Karne deyince hemen öğrenciler akla gelir. Oysa her gün karnesini eline alıp giden o kadar çok insan var ki! Mezarlıklar mezunlarla dolu.
Acaba kim geçti, kim kaldı? Kimin hangi dersi başarılı, hangisi değil? Öğretmenler kim razı, kimden değil? İşte bu soruların cevapları önemli.
Karne meselesi herkes için durup düşünülmesi gereken bir konu. Çünkü herkes başarılı olmak istiyor.

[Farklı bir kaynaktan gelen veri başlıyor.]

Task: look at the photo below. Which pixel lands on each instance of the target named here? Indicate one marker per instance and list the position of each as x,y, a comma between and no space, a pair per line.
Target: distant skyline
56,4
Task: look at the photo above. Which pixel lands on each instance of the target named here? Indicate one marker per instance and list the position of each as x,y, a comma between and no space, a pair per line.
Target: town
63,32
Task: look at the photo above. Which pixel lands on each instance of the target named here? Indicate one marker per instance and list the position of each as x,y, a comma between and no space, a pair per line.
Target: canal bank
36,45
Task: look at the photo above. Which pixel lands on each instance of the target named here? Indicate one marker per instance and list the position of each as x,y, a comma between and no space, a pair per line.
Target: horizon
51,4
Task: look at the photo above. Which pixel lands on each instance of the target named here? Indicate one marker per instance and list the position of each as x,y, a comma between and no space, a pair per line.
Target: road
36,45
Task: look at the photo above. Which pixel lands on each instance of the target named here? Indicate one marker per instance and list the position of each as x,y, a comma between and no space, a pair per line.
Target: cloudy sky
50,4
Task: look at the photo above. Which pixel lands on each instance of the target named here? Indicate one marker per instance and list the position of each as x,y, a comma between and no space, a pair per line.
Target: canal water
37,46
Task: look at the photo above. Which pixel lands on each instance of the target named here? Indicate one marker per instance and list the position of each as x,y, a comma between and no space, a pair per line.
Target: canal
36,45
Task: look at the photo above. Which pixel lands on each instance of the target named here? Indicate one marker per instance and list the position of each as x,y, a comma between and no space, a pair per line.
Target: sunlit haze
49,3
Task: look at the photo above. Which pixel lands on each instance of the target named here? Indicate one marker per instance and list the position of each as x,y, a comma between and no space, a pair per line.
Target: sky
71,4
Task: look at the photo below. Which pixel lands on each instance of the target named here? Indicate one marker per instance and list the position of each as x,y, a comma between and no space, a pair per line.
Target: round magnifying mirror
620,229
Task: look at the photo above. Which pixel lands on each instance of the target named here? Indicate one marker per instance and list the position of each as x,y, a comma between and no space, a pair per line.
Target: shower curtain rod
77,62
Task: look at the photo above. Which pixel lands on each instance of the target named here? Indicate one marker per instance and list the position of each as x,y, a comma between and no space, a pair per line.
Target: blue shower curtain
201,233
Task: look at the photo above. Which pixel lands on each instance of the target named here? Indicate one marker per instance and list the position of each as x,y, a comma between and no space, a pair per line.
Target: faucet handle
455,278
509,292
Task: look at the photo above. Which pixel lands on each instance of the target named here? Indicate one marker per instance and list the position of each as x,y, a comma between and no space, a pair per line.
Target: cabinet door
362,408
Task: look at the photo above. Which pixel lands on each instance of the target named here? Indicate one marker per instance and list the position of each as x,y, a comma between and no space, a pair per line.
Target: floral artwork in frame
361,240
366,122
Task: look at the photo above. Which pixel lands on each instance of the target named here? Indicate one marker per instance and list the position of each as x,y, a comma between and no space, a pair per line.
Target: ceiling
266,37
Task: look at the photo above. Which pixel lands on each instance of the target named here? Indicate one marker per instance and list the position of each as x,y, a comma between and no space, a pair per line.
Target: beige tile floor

Karne, çok yönlü bir gösterge. Öğretilenlerin alınıp alınmadığını ölçer.
Ne kadar da çok karne dolduran var. Öğretmen, usta, anne baba, komşu, arkadaş, eş, çocuklar, ablalar, ağabeyler… ve bizi yaratan Rabbimiz.
Anlaşılıyor ki, hiçbir yerde öylesine yaşamak diye bir şey yok. Her insanın, herkesin yanında bir karnesi var.
Sorun isterseniz annenize, babanıza, komşunuza, arkadaşınıza bakın size hemen nasıl not verecekler, karnenizi dolduruverecekler?
Öğrencilerin not aldıkları dersler gibi, insanın da namazı, orucu, zekâtı, haccı; anne baba hakkı, kul hakkı, yardımlaşma, dayanışma, kardeşlik gibi not aldıkları dersleri var.
İnsan, vicdanıyla not verse, dosdoğru kılınacak bir namazın farz, vacip, sünnet ve tadil-i erkânından geçer not alabilir miyiz acaba? Ya oruçtan, zekâttan veya diğer dersler olan haram ve helâllerden geçebilir mi acaba?
O zaman çene kapanmadan, eller ayaklar bağlanmadan, nefes tükenmeden dönem arası karneyi bir değerlendirmeli insan. Dönem bitmeden zayıf notlara çalışmalı insan. Yoksa ağlamanın, sızlamanın bir anlamı olmaz.
Karnemiz bilinmezlikler içinde değildir aslında, insanın kendi vicdanı da bir şeyler söylerken; bizi tanıyan birkaç kişiye sorsak, gidişatımız hakkında yakın bilgiler elde edebiliriz. Yeter ki insan, öğrenmek istesin, kafasını kuma sokmasın.